24. Noumeno elettronico

Nella dimensione quantistica, un elettrone, dopo sollecitazioni sperimentali inaudite, può mettere a nostra disposizione o la sua posizione o la sua velocità. Da qui a immaginare che l’elettrone, se ha velocità, non ha posizione e se posizione non ha velocità, lo scivolamento è inevitabile. Soprattutto se non c’è chiara e definitiva consapevolezza che posizione e velocità sono qualcosa di rilevante per noi, non per l’elettrone. Da ciò segue che il paradosso di un elettrone veloce senza posizione o immobilmente posizionato, non è nella cosa ma in ciò che noi ne diciamo.

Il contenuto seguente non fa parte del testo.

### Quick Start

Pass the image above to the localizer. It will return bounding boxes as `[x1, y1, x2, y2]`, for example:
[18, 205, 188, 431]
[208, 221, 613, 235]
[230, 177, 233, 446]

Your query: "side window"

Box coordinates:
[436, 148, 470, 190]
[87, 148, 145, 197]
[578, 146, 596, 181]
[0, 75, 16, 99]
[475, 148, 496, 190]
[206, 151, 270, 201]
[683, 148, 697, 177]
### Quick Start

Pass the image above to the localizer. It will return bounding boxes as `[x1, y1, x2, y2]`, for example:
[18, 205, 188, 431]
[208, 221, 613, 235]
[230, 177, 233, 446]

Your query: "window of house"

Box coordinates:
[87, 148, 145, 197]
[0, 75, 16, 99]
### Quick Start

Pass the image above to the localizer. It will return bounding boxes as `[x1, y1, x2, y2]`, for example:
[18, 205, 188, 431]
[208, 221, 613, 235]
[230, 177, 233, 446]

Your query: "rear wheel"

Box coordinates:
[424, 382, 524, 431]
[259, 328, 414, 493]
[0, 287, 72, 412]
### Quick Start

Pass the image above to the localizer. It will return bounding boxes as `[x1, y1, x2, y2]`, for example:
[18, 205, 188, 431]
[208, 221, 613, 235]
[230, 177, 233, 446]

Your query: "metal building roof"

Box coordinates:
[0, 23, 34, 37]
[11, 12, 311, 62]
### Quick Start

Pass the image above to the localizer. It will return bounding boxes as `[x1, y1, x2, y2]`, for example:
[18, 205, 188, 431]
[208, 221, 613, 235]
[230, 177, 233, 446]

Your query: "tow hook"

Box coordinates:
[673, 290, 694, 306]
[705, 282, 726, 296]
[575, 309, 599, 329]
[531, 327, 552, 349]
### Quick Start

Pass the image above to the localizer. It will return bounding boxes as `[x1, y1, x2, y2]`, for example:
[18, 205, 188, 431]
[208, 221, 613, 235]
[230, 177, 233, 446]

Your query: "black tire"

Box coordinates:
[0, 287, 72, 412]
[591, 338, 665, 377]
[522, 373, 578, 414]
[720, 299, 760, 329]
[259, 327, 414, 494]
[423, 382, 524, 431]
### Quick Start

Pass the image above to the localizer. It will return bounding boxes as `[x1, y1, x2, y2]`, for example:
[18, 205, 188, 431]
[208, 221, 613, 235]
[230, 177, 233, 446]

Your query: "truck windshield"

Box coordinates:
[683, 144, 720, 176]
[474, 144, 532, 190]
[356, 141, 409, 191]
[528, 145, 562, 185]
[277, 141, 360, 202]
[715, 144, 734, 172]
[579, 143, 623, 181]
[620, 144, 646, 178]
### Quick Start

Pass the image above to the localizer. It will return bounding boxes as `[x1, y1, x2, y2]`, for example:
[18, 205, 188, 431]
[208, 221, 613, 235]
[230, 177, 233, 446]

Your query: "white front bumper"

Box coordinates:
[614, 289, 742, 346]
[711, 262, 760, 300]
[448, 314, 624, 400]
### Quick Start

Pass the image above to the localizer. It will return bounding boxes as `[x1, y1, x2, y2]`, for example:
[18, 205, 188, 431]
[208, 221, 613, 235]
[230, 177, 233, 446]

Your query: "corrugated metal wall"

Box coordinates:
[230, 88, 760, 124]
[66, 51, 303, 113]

Immaginando una forma di realismo quantistico, si dirà che il mondo quantistico è accessibile solo per sprazzi probabilistici – noumeno kantiano che, a seguito di una ontologia opportunamente architettata a giustificazione, ci si disvela nella misurabilità discontinua dei suoi fenomeni. Di contro, una forma di nominalismo quantistico dirà che la teoria è un’architettura complessa per tentare di dire ciò che quella medesima teoria dice che non è possibile sapere – come l’angelologia di Dionigi Aeropagita. In questo caso ipotizziamo il noumeno dopo aver deciso che il fenomeno è fenomeno di un noumeno e, nell’impossibilità di misurare il rapporto fra noumeno e fenomeno, il noumeno diventa alla fine qualcosa di ridondante e trascurabile, bastando il fenomeno a se stesso.

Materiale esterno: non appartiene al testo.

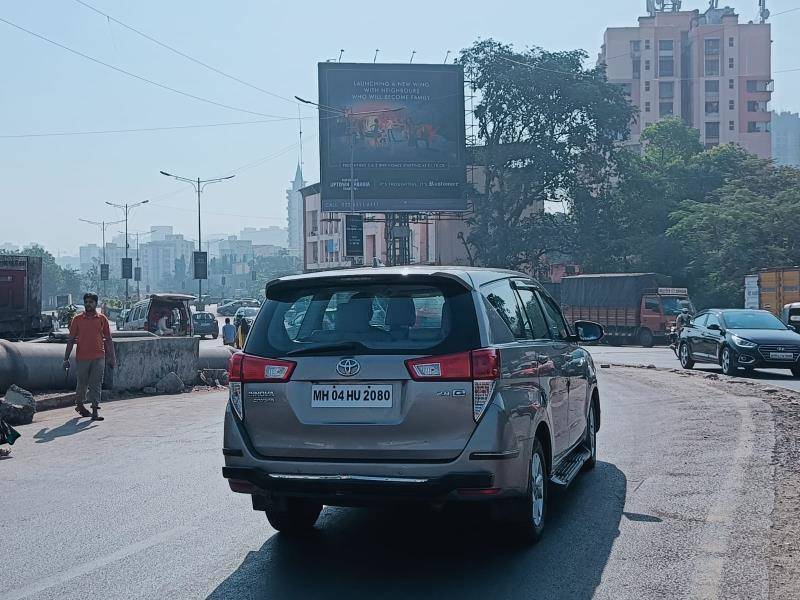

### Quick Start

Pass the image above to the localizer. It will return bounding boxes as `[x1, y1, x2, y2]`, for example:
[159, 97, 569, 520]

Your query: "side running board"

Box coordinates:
[550, 446, 592, 487]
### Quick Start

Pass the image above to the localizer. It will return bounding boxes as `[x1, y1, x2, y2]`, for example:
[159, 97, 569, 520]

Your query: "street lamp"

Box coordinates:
[78, 218, 123, 297]
[120, 229, 153, 302]
[159, 171, 236, 304]
[106, 200, 150, 308]
[294, 96, 405, 213]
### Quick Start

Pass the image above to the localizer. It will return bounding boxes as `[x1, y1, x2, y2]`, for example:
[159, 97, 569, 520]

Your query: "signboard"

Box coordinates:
[744, 275, 760, 309]
[344, 215, 364, 258]
[658, 288, 689, 296]
[122, 258, 133, 279]
[192, 251, 208, 279]
[319, 63, 467, 212]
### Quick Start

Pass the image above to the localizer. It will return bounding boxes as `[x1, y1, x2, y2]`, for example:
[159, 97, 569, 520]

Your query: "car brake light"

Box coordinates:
[406, 348, 501, 422]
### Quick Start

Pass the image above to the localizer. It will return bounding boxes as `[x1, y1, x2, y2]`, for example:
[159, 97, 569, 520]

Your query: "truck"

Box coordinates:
[560, 273, 694, 348]
[744, 267, 800, 317]
[0, 254, 53, 339]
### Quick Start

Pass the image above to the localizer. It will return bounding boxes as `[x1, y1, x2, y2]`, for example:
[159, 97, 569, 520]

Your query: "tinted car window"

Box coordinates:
[537, 294, 569, 340]
[245, 276, 480, 357]
[481, 279, 533, 340]
[723, 311, 786, 330]
[517, 289, 550, 340]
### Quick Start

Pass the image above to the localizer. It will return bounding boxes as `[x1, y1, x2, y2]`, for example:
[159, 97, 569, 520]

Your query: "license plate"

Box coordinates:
[311, 385, 392, 408]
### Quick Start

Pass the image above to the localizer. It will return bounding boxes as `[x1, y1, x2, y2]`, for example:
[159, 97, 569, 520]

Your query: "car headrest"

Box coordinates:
[386, 298, 417, 328]
[336, 297, 372, 333]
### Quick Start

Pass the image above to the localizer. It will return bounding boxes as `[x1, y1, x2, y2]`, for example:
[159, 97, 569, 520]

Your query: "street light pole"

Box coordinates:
[106, 200, 150, 308]
[78, 218, 122, 297]
[160, 171, 236, 303]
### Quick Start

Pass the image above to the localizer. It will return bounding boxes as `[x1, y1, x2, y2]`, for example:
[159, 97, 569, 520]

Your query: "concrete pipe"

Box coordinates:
[0, 340, 233, 394]
[0, 340, 77, 393]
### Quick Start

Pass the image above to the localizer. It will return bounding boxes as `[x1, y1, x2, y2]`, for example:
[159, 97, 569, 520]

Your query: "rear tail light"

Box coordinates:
[228, 352, 297, 383]
[228, 352, 297, 419]
[406, 348, 500, 422]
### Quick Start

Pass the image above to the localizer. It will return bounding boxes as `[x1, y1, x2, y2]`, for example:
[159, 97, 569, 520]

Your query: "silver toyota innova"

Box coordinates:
[223, 267, 603, 541]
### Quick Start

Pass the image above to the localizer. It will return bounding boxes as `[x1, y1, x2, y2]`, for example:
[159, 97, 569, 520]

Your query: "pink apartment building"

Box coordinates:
[598, 2, 773, 158]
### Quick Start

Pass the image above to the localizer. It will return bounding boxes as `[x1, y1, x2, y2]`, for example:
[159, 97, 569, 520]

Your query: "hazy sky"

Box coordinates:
[0, 0, 800, 254]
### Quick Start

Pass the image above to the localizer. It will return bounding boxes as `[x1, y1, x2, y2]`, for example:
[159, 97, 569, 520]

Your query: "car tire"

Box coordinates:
[678, 342, 694, 369]
[583, 400, 597, 471]
[506, 438, 550, 544]
[264, 498, 322, 533]
[720, 346, 739, 377]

Se l’elettrone esista o non esista quando non lo misuriamo, è problema decisamente nostro e non dell’elettrone. In termini kantiani, particolare appropriati al caso, la questione si potrebbe tradurre: può esistere il noumeno senza un fenomeno che lo manifesti? O anche: è possibile che il noumeno non esista quando un fenomeno non lo manifesti? Da qui a porsi la questione se il noumeno esista davvero anche in presenza del fenomeno, il passo è immediato. Se l’elettrone esiste solo quando lo misuriamo e proprio perché lo misuriamo, non c’è alcuna necessità di ipotizzare un noumeno elettronico che supporta l’elettrone fenomenico. E, per conseguenza, mantenendo lo schema kantiano, l’elettrone di cui si misurano posizione o velocità non sarà fenomeno di un noumeno elettronico, ma fenomeno della teoria che così prescrive – teoria-noumeno, quindi.

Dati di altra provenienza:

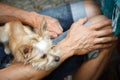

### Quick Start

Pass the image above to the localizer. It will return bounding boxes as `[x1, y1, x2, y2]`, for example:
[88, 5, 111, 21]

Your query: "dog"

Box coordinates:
[0, 20, 60, 70]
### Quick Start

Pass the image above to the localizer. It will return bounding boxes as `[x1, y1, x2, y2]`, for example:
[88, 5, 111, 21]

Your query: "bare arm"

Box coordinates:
[0, 39, 73, 80]
[74, 16, 115, 80]
[0, 3, 63, 38]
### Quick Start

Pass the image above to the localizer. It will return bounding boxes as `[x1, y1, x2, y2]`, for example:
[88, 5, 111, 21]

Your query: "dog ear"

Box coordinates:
[19, 45, 32, 57]
[35, 18, 47, 36]
[8, 21, 26, 40]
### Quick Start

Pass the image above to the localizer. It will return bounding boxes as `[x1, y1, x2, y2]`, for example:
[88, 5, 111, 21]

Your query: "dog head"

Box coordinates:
[14, 20, 60, 70]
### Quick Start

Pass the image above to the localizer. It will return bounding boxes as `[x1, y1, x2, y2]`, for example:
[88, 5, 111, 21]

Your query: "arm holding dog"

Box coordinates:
[0, 3, 63, 38]
[0, 15, 116, 80]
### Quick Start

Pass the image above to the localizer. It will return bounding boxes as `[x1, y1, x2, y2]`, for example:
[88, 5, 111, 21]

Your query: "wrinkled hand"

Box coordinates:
[67, 18, 117, 55]
[31, 12, 63, 38]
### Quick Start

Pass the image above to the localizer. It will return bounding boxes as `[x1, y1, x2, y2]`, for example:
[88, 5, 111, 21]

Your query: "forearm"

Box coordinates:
[0, 3, 42, 26]
[75, 45, 113, 80]
[0, 39, 73, 80]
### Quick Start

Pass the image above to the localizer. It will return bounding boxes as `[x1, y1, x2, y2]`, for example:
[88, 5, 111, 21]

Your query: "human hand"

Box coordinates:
[67, 18, 117, 55]
[30, 12, 63, 38]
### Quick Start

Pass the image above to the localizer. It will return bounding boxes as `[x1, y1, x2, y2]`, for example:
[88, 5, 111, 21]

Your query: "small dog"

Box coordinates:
[0, 20, 60, 70]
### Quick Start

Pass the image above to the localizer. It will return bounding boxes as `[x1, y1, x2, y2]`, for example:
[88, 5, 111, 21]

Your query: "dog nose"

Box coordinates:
[55, 56, 60, 62]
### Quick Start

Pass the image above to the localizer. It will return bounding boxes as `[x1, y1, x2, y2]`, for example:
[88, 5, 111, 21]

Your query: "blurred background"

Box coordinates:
[0, 0, 120, 80]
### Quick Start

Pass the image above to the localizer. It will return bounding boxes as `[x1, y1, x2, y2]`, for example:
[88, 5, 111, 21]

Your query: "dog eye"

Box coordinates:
[23, 47, 29, 54]
[41, 54, 47, 59]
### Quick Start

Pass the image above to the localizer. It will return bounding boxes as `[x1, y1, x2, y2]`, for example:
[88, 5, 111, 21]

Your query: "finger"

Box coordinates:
[95, 29, 113, 37]
[49, 32, 58, 38]
[47, 24, 63, 35]
[93, 43, 113, 49]
[58, 23, 63, 32]
[77, 18, 87, 25]
[94, 37, 117, 44]
[90, 19, 112, 30]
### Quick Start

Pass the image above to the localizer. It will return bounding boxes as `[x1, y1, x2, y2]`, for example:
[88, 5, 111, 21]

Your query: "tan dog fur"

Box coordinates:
[0, 20, 60, 70]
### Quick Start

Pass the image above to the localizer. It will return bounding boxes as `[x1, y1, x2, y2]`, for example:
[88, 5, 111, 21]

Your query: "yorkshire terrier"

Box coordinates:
[0, 20, 60, 70]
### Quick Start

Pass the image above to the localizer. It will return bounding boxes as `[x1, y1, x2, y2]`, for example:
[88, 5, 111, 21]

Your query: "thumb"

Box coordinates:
[77, 18, 88, 25]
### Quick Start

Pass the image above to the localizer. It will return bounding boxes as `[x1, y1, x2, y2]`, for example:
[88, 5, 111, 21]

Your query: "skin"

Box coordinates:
[73, 16, 117, 80]
[0, 0, 116, 80]
[0, 3, 63, 38]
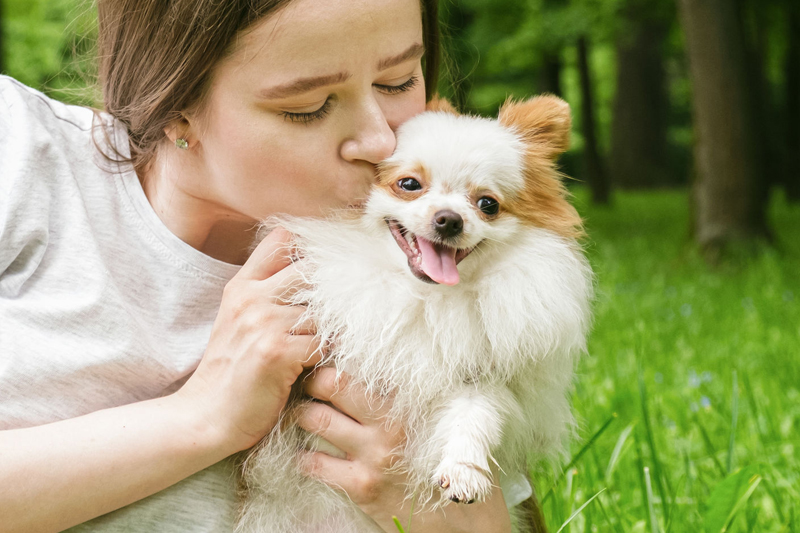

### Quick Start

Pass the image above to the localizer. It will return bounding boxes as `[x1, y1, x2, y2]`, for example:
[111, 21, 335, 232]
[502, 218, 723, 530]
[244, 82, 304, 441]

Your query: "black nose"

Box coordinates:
[433, 209, 464, 239]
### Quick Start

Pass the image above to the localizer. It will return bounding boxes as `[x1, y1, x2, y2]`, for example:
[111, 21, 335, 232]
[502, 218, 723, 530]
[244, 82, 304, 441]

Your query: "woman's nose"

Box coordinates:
[341, 100, 397, 165]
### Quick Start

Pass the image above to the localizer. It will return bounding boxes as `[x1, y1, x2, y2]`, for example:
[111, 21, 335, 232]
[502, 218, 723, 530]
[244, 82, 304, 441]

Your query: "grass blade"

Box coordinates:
[639, 369, 672, 516]
[720, 475, 761, 533]
[644, 467, 658, 533]
[728, 370, 739, 474]
[694, 414, 728, 477]
[605, 422, 636, 483]
[556, 489, 606, 533]
[542, 413, 619, 504]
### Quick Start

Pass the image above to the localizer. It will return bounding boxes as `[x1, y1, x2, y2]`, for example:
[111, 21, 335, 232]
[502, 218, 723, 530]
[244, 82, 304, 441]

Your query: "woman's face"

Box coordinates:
[189, 0, 425, 220]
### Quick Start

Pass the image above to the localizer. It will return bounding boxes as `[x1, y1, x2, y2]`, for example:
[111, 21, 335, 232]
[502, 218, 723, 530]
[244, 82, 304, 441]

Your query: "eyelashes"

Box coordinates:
[280, 96, 331, 124]
[279, 76, 419, 124]
[375, 76, 419, 94]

Il che ci riporta all’inesorabile circolo vizioso nominalistico: se noi costringiamo l’elettrone a esistere solo in presenza di prove sperimentali definite, l’esito della prova ci dirà molto sulla prova, ma nulla su ciò di cui la prova dovrebbe essere prova. L’inaccessibilità del noumeno è premessa alla sua irrilevanza e, diventato irrilevante il noumeno, a noi non resta che giocherellare con i fenomeni. E poiché per quanti fenomeni si accumulino, non riusciranno mai a diventare noumeno, è inevitabile che, diventato irrilevante il noumeno, si dissolva per conseguenza anche il fenomeno, che era sua manifestazione.